5. A qPCR reaction kit for detecting e.coli DNA residues in a plasmid product, characterized in that the kit comprises a specific primer and probe combination according to any one of claims 1-4.

6. The kit of claim 5, wherein the kit further comprises an e.coli DNA standard and a qPCR reaction solution.

7. The kit of claim 6, wherein the qPCR reaction solution comprises: dNTP mixture, endonuclease RNase H, hot start PCR enzyme, mg ²⁺ solution and nuclease-free water.

8. The kit according to claim 5, wherein the minimum limit of detection of E.coli DNA in the plasmid product is 0.03 pg/. Mu.L.

9. The kit according to claim 5, wherein the detection range of E.coli DNA in the plasmid product is 0.03 pg/. Mu.L to 300 pg/. Mu.L.

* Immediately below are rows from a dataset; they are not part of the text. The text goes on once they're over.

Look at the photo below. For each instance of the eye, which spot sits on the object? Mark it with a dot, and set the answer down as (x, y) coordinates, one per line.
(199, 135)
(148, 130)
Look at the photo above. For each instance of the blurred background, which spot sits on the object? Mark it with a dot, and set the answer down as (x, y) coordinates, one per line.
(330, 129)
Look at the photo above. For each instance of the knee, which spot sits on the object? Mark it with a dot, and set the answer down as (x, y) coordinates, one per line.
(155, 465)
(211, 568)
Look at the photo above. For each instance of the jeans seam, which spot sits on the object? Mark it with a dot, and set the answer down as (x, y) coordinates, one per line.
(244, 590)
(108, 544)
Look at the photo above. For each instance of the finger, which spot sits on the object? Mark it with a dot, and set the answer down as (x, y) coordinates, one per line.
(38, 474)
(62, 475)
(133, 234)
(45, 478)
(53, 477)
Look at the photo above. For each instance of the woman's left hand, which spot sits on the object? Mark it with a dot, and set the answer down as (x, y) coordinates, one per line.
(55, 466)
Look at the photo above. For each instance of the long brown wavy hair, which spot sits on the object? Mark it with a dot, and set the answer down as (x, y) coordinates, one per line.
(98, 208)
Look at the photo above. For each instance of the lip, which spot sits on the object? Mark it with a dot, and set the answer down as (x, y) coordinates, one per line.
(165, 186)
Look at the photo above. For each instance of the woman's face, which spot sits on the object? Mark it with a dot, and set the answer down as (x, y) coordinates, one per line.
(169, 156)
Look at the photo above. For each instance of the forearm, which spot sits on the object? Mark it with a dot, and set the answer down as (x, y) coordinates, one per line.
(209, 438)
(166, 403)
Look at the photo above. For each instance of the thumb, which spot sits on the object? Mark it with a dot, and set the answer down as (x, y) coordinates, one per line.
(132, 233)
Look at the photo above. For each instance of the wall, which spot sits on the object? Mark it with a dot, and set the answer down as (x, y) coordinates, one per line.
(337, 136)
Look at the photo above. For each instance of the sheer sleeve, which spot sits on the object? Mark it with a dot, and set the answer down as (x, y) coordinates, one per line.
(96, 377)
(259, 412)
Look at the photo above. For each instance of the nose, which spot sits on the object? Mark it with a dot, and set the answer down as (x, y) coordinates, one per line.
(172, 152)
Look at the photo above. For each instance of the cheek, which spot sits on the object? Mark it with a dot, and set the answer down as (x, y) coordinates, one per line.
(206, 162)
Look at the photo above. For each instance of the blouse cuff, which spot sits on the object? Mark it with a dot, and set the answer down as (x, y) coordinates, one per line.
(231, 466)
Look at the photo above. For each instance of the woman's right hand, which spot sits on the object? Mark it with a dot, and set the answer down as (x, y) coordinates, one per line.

10. A qPCR method for detecting host cell DNA residues, wherein the host cell is e.coli, the method being for detecting plasmid products, the method comprising the step of using a specific primer and probe combination according to any one of claims 1-4 or a kit according to any one of claims 5-9;

the method comprises the following steps:

a) Preparing a series of standard solutions of E.coli DNA;

b) Preparing a sample solution;

c) Preparing a labeled sample solution;

d) Preparing a qPCR mixed solution comprising the steps of mixing the components of the forward primer sequence, the reverse primer sequence and the probe sequence of claim 1 with a qPCR reaction solution;

e) Sample adding and qPCR detection are carried out;

f) And calculating and analyzing the result.

11. Use of a specific primer and probe combination according to any one of claims 1-4, a kit according to any one of claims 5-9 or a method according to claim 10 for detection and quantitative analysis of host cell residual DNA in vaccines, recombinant proteins, antibodies, intermediates of cells and gene pharmaceuticals, semi-finished products and end products.